NEW YORK — "It doesn't seem possible that so much time has passed," said Deborah Kerr, taking note of the fact that this year marks the 40th anniversary of her film career. She was somewhat ruffled at the reminder.
"It's as though everything has come to an end and it hasn't," she said emphatically the other day, referring to a spate of tributes and film retrospectives that have been held in her honor to mark the milestone.
Indeed, Kerr was here from her home in Switzerland to help promote the latest in a recent round of roles that have marked her return to the screen after an extended "leave of absence."
The latest project is "Hold the Dream," a two-part, four-hour sequel to the TV-movie version of Barbara Taylor Bradford's "A Woman of Substance," in which Kerr starred two years ago. The miniseries is scheduled for broadcast in Los Angeles Tuesday and Nov. 11 on KCOP Channel 13.
In "Hold the Dream," Kerr recreates the role of Emma Harte, a tough matriarch and business tycoon who has aged to 80 in the sequel.
She said she decided to play the role in the two miniseries because it gave her a chance to shed the "goody-two-shoes" image with which she has been associated since she first came to Hollywood in 1946 to play opposite Clark Gable in "The Hucksters."
"I haven't often been given the opportunity to play someone tough, but actually I've played many different kinds of women--I even played a murderess in 'The Chalk Garden' (1964)," said Kerr, acknowledging that there are parts of herself in all of her characters. "The camera is a magnifying glass to the personality," she added.
"But most people think of me as a Duchess-type, I think, because I look like one."
At 65, Kerr looked the other day just a slightly older version of the woman seen on screen for so long. In fact, with the fading afternoon sunlight pouring through her hotel room window, her face looked much as it did in 1960 in "The Sundowners." She also evidenced the bright, soft, genteel qualities she has brought to most of her screen roles.
But she was also forthright and feisty, her moods ranging from annoyance that the telephone was out of service throughout her swank Park Avenue hotel to being a bit perturbed at the "bronze and marble" symbols of her anniversary year that she said she has been collecting at the recent tributes.

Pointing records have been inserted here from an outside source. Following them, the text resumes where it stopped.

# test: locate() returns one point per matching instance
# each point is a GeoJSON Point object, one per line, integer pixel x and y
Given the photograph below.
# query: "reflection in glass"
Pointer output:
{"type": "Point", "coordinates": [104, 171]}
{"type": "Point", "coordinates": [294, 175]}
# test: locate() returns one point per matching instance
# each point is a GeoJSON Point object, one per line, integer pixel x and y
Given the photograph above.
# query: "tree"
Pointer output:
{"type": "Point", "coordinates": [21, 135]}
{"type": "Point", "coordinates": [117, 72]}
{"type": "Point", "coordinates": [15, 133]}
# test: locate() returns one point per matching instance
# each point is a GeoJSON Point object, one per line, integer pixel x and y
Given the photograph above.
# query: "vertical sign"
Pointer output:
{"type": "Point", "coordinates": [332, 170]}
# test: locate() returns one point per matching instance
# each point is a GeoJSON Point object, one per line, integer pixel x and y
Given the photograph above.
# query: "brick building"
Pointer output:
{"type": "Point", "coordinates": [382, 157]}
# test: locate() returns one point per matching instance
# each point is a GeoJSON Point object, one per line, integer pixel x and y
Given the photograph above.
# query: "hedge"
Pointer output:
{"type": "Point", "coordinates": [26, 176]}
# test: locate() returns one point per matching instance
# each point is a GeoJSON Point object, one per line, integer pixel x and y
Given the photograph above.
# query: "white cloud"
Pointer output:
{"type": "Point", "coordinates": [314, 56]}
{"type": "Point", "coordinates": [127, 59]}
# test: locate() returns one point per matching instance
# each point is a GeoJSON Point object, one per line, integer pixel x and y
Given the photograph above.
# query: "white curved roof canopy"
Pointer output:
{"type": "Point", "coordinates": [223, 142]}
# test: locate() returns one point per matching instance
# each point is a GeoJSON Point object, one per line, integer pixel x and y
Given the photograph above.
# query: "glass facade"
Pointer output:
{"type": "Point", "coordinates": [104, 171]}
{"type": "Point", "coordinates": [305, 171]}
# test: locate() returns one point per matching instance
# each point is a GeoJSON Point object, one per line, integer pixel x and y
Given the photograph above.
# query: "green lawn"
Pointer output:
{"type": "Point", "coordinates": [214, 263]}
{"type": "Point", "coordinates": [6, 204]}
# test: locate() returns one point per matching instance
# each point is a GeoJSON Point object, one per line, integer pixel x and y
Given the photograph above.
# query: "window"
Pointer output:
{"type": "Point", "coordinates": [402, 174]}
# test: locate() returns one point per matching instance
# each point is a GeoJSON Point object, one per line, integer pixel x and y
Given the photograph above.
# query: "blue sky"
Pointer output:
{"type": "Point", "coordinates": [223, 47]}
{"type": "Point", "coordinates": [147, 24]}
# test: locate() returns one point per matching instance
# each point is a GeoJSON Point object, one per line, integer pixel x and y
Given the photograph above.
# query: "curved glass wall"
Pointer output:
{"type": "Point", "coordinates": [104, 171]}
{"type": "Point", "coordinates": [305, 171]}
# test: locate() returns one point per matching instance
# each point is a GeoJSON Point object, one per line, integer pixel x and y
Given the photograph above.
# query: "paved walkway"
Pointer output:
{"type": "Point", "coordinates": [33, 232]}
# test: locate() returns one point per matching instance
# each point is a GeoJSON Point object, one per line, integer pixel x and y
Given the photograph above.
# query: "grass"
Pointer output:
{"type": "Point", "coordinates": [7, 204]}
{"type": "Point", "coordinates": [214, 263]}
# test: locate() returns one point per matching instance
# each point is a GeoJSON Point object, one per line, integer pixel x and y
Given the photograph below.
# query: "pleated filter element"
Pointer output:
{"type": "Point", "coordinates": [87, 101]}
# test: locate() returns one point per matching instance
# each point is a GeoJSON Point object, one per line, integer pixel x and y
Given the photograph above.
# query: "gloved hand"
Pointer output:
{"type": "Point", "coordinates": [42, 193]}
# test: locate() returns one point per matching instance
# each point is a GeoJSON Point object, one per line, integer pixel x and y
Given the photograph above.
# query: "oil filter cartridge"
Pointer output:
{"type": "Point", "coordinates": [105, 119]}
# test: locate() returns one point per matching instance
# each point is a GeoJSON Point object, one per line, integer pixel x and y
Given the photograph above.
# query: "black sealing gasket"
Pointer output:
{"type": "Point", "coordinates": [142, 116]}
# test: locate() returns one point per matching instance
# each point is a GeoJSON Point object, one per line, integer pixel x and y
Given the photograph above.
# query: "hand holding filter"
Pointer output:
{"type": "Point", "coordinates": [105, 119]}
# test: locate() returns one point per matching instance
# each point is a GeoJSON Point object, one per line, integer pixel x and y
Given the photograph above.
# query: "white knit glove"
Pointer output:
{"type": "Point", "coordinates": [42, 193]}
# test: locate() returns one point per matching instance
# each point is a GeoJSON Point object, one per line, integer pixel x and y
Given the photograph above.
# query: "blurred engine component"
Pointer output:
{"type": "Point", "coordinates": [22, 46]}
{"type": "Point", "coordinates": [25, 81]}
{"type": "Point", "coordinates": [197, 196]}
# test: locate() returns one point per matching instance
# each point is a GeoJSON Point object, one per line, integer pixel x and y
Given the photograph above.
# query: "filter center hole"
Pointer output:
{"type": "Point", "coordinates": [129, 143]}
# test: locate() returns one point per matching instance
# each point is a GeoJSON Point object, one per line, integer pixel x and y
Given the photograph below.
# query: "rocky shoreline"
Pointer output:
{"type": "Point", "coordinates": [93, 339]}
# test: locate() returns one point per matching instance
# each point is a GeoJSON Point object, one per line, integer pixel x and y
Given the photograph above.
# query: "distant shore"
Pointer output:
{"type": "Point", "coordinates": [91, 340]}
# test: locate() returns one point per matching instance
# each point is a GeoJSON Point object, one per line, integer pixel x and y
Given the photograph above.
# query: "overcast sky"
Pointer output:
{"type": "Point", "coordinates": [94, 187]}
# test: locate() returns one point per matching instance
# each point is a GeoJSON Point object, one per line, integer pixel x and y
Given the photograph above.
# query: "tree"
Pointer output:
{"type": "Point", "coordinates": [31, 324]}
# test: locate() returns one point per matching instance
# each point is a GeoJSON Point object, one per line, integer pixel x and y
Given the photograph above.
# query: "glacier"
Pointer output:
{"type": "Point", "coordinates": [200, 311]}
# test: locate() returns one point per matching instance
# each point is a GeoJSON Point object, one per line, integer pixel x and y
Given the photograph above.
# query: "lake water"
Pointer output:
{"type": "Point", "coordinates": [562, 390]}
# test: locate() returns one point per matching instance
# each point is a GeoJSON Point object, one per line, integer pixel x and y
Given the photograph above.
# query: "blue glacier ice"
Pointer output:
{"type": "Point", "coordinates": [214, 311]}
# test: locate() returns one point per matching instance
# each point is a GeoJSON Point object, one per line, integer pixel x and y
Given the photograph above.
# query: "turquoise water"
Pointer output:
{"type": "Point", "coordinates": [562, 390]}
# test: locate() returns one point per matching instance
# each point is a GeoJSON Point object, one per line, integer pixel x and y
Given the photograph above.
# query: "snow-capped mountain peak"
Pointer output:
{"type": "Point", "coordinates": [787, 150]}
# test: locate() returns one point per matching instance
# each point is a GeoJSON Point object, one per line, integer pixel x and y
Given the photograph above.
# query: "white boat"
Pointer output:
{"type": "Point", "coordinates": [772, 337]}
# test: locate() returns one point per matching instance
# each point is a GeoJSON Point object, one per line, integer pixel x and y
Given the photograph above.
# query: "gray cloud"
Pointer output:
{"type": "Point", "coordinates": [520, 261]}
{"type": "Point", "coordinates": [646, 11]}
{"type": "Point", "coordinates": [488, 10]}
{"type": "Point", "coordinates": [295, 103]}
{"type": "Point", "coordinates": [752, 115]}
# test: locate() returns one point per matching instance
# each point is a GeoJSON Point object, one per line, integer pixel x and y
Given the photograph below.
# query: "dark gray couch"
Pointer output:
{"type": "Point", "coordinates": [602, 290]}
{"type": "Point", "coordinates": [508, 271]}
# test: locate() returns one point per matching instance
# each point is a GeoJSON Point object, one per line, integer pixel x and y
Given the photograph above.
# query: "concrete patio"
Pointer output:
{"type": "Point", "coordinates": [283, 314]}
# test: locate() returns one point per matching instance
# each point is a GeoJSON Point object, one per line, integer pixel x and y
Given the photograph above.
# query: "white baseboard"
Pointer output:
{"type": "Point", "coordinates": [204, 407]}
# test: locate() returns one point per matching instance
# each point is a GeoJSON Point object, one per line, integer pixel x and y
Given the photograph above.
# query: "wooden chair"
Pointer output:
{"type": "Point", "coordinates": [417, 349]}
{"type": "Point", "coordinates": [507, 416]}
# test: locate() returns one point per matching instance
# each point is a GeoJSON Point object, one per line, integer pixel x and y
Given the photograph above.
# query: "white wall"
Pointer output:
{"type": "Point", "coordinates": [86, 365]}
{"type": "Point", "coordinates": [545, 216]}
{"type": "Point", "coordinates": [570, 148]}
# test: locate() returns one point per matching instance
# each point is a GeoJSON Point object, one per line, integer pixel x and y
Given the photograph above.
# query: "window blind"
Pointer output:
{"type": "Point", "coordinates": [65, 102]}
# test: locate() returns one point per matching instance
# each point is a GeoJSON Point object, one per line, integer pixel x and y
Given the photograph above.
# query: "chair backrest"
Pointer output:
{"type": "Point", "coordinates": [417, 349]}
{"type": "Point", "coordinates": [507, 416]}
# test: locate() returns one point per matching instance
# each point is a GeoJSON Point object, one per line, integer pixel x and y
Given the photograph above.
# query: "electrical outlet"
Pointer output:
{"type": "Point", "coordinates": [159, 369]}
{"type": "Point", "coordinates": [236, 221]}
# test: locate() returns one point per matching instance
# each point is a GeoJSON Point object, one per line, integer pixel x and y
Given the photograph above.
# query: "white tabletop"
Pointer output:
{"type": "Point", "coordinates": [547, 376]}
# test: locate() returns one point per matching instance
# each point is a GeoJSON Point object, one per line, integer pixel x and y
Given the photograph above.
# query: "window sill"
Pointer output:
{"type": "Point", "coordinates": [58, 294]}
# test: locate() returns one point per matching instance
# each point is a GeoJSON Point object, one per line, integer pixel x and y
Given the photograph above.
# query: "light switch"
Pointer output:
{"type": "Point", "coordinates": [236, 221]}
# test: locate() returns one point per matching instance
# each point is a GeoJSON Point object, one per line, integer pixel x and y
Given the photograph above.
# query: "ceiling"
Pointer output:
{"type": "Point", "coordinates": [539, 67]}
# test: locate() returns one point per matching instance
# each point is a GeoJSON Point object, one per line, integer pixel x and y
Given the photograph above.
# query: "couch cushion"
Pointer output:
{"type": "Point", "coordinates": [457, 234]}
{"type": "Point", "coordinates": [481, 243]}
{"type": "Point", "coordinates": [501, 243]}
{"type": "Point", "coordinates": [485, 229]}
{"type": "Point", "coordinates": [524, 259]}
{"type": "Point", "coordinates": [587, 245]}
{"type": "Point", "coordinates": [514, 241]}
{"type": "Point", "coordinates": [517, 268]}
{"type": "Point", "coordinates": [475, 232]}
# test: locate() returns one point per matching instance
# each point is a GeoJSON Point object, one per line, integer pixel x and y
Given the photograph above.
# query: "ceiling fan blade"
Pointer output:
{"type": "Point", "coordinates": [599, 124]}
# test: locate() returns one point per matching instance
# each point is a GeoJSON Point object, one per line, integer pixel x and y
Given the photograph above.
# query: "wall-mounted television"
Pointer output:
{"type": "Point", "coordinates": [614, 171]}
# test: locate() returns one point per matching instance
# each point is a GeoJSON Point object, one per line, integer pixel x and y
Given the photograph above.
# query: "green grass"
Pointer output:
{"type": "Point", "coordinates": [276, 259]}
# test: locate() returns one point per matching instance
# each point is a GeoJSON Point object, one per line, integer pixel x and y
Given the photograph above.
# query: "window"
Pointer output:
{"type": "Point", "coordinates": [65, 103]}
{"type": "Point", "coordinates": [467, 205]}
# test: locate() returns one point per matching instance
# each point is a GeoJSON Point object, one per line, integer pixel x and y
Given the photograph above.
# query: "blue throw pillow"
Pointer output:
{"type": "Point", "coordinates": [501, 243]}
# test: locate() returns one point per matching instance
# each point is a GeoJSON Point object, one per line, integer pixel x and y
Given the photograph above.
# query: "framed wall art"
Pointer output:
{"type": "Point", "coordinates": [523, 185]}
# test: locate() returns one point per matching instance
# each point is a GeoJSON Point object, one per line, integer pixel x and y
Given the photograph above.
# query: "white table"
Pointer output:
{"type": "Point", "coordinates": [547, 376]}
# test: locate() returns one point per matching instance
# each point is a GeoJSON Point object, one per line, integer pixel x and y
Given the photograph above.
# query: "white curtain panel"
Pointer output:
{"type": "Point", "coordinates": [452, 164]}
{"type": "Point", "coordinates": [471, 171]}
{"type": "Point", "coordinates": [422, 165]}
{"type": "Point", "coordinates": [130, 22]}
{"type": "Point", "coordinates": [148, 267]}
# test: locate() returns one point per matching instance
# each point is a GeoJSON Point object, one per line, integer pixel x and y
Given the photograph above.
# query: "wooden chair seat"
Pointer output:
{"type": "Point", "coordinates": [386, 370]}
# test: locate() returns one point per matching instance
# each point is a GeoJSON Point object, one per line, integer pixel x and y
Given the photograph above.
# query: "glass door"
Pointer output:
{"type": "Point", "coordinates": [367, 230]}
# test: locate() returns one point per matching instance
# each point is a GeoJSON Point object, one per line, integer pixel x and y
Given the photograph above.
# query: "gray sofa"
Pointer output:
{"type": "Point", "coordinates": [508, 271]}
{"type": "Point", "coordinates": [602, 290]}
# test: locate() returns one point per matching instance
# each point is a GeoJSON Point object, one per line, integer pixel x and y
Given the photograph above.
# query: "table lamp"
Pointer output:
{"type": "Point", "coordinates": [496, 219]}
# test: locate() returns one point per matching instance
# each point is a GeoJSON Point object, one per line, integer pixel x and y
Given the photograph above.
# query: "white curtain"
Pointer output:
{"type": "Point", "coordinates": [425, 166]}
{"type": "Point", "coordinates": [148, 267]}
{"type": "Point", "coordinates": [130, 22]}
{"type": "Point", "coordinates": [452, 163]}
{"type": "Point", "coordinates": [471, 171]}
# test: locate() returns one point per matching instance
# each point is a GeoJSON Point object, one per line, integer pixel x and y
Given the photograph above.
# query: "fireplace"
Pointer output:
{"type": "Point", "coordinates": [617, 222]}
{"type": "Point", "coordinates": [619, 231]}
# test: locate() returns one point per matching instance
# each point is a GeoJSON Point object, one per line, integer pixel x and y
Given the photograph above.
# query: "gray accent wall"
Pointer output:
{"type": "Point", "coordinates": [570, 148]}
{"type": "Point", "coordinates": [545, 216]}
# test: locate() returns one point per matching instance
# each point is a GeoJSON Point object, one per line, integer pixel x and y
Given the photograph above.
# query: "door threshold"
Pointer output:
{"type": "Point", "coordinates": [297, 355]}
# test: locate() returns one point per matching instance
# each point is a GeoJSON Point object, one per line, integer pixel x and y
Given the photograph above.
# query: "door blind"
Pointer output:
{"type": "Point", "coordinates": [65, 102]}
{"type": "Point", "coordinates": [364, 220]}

Mostly, she was self-effacingly good-humored in discussing her long film career.
Kerr recalled that she left films after the 1968 release of "The Arrangement" because of changes in Hollywood and in herself. She was "either too young or too old" for the roles that came along, she explained.
"I felt I didn't want to make the kinds of movies that Hollywood started making," she said, referring to the epic and catastrophe films of the late 1960s and early 1970s.
But she continued working on stage nearly non-stop, including "The Corn Is Green" in London; in Edward Albee's "Seascape" on Broadway, and in a production of "Long Day's Journey Into Night" in Los Angeles.
"A Woman of Substance" marked her return to film making starting in 1984, followed in 1985 by "Reunion at Fairborough" for Home Box Office. She also appeared in a TV remake of "Witness for the Prosecution."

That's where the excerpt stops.